あなたがこれからプログラミングの世界に足を踏み入れるなら、Verilogと高位合成の知識があると非常に便利です。

この記事では、これらの主題について初心者向けに詳細に解説します。

12のステップを通じて、基礎から応用まで学びましょう。

●Verilogとは

Verilogはハードウェア記述言語(HDL)の一つで、デジタル回路の設計やシミュレーションに広く使用されています。

高速で複雑なデジタルシステムの設計が可能で、それにより初心者でも短期間でデジタル回路設計を習得することができます。

○基本的な概念

Verilogには基本的に「モジュール」と「ワイヤ」の2つの主要な要素があります。
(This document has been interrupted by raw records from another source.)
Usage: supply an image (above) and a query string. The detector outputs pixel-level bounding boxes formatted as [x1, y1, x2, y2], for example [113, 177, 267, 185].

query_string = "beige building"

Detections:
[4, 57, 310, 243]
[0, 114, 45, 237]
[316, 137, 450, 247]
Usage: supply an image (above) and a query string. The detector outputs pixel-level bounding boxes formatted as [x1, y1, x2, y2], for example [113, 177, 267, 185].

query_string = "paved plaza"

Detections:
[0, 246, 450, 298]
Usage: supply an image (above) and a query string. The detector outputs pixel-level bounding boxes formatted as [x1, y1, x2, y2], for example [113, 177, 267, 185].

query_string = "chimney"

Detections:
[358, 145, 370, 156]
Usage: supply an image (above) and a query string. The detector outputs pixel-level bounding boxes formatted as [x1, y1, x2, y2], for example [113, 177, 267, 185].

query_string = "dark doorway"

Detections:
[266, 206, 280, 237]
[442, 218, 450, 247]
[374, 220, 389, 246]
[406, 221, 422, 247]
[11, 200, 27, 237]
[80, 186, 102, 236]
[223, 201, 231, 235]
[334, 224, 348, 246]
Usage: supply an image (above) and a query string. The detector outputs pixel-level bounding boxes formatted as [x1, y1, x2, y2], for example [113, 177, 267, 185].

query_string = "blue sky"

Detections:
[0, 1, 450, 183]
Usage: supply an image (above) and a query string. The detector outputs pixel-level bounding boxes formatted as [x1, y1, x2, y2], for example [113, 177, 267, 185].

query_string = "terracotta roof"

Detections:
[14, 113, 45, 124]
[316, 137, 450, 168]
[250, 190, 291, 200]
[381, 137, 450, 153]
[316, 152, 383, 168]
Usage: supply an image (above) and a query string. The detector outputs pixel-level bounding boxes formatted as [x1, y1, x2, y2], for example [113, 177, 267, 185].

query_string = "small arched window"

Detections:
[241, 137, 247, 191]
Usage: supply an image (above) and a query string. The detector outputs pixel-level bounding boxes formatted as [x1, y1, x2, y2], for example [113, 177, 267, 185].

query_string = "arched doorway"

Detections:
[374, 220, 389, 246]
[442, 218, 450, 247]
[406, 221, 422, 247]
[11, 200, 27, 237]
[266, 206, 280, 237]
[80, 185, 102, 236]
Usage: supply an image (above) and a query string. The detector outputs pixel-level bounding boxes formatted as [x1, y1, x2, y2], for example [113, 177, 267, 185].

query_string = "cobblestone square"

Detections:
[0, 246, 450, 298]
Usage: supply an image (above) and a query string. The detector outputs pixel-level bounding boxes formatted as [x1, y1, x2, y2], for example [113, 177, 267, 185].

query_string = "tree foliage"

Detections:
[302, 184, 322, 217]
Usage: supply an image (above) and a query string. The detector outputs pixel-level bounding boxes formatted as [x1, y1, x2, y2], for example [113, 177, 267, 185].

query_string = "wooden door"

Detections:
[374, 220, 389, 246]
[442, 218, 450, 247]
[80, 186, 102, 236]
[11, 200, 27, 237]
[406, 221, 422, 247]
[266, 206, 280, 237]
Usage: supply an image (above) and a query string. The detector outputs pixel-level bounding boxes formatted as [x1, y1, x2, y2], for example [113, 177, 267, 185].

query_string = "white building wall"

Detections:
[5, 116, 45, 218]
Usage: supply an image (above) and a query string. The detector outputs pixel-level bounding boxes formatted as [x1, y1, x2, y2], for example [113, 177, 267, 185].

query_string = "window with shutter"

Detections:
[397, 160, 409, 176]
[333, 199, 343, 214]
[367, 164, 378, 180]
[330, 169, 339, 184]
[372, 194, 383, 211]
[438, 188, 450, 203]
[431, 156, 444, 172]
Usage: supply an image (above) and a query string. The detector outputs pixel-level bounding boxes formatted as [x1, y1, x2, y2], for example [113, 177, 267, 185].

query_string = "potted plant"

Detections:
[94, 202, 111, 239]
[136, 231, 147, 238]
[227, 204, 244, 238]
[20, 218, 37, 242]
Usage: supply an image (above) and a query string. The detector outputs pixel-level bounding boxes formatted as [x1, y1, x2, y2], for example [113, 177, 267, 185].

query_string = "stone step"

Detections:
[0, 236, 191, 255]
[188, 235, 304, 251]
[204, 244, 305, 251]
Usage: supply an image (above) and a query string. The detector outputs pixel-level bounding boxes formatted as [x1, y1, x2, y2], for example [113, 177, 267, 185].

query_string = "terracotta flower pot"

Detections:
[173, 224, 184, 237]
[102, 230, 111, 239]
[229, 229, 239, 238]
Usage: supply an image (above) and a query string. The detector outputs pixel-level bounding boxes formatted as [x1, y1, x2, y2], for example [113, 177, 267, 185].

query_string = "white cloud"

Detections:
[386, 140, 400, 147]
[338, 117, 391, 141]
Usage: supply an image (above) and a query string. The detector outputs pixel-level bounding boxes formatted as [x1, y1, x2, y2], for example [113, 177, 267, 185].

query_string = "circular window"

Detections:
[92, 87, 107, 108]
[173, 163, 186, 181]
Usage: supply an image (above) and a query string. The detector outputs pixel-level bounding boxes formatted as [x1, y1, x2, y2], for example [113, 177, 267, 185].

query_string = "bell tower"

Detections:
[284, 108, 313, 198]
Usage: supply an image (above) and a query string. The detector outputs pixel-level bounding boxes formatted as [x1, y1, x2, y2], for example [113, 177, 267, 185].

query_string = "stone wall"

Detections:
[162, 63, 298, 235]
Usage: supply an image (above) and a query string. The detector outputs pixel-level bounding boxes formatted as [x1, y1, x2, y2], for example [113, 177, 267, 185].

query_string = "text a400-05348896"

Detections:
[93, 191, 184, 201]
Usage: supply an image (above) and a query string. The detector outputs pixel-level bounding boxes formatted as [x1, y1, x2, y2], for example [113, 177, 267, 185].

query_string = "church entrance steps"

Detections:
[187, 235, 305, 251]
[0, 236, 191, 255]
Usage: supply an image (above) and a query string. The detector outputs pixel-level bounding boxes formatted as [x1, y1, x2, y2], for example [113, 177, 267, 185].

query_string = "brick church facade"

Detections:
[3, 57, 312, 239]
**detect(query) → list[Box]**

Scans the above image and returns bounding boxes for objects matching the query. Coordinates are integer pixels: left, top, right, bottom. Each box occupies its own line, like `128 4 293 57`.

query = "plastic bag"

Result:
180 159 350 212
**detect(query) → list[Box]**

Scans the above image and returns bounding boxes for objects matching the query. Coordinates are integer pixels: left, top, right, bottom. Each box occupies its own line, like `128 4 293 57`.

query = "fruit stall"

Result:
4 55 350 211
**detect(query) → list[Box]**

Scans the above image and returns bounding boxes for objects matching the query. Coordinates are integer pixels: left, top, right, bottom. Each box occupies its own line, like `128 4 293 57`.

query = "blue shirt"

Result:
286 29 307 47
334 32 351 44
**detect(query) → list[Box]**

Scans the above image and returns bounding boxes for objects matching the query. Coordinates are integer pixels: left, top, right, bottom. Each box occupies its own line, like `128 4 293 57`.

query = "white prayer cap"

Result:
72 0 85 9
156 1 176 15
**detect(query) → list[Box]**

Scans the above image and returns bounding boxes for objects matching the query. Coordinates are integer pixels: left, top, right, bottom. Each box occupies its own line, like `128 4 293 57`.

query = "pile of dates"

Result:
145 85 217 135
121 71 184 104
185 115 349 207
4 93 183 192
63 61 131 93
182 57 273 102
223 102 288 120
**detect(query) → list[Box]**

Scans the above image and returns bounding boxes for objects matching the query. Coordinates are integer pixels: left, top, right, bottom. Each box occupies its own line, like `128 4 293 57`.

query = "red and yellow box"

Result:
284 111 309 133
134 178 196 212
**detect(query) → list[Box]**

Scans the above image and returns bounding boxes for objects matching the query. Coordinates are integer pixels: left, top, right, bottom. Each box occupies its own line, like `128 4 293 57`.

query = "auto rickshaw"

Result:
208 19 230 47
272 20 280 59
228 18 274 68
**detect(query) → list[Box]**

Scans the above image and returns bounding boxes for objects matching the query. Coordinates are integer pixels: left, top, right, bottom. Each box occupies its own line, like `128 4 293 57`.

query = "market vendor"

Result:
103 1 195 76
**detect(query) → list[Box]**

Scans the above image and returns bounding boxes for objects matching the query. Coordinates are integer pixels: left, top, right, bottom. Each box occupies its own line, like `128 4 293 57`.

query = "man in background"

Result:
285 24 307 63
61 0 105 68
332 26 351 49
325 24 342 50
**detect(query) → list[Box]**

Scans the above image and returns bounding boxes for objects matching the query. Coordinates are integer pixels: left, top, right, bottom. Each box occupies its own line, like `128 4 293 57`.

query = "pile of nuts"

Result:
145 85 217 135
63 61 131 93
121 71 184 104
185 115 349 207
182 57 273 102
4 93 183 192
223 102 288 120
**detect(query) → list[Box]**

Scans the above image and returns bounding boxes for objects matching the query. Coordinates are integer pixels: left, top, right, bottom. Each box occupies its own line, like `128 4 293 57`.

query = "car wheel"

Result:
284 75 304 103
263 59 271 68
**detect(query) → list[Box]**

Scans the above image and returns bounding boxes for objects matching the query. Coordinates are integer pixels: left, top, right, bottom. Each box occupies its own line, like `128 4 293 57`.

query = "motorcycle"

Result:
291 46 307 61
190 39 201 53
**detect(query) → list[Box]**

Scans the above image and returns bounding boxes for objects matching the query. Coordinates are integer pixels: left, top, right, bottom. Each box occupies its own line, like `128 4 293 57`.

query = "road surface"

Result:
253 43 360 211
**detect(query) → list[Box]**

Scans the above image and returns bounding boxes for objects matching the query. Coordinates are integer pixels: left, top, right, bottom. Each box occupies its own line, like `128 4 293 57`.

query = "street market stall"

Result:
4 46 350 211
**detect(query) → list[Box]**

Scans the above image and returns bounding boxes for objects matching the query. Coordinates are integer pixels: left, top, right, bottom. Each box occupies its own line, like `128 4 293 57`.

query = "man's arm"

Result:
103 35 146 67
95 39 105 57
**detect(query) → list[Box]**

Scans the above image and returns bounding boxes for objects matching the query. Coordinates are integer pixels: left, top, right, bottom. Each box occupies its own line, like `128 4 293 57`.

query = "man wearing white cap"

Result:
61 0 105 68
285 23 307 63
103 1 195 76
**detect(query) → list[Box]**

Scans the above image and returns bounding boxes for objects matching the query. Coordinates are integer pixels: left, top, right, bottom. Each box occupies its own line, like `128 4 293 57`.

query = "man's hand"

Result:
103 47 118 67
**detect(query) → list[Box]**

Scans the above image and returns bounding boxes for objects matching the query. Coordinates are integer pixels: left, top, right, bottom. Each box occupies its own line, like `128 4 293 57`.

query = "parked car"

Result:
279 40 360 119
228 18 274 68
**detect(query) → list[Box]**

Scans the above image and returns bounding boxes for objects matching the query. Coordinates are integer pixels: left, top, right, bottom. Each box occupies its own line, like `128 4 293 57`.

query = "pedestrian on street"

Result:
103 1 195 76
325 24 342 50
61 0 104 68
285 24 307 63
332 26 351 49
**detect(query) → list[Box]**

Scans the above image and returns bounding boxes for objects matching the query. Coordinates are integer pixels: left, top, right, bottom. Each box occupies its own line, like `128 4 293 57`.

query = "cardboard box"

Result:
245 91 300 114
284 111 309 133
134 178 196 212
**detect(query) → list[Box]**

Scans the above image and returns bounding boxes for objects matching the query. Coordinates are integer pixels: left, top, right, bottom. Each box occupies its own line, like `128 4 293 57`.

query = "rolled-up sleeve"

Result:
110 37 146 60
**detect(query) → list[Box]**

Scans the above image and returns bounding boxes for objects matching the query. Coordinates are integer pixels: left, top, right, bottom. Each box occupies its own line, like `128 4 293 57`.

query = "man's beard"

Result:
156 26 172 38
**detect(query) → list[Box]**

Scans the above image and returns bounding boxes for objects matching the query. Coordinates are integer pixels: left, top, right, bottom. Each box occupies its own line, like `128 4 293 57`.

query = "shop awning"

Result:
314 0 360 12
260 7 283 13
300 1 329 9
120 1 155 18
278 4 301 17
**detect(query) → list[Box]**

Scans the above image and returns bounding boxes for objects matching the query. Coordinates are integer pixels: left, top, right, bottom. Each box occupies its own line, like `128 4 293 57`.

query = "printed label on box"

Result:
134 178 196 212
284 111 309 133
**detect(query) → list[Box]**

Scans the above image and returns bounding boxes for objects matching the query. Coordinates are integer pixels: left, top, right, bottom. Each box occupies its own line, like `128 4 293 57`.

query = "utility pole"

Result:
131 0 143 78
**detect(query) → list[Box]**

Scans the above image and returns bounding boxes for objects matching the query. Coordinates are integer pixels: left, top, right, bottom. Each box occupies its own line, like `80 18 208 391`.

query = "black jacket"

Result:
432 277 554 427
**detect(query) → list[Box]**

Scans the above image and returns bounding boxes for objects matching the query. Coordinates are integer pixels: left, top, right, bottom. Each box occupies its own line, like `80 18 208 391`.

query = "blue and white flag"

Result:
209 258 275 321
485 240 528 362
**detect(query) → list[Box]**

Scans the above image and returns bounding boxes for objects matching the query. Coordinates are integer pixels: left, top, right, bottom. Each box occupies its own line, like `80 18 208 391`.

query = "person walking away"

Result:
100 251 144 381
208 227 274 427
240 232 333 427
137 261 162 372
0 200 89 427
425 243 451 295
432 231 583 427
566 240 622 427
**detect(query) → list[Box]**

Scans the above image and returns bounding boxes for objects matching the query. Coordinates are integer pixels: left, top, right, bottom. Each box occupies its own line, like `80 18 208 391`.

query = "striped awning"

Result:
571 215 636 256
モジュールは回路の一部を表現し、ワイヤはこれらのモジュールを接続します。

モジュール内では、論理演算子を使用してゲートレベルの設計が可能です。

□サンプルコード1:基本的なVerilogコード

このコードは、単純なANDゲートを作成する基本的なVerilogコードです。

module and_gate (input wire a, b, output wire y);
  assign y = a & b;
endmodule

この例では、moduleキーワードを使って新たなモジュールand_gateを定義しています。

そして、assign文を使って、出力yに対してabの論理ANDを割り当てています。

●高位合成とは

高位合成とは、ソフトウェアからハードウェアを生成するプロセスです。

C、C++、SystemCなどの高位言語で記述されたアルゴリズムをVerilogやVHDLのようなハードウェア記述言語(HDL)に変換することで、デザインの生産性と再利用性を大幅に向上させます。

○高位合成の基本

高位合成は、手動での低水準設計からの脱却を可能にします。

その結果、設計者はアルゴリズムの開発により時間を費やすことができ、ハードウェア設計の複雑性を大幅に軽減します。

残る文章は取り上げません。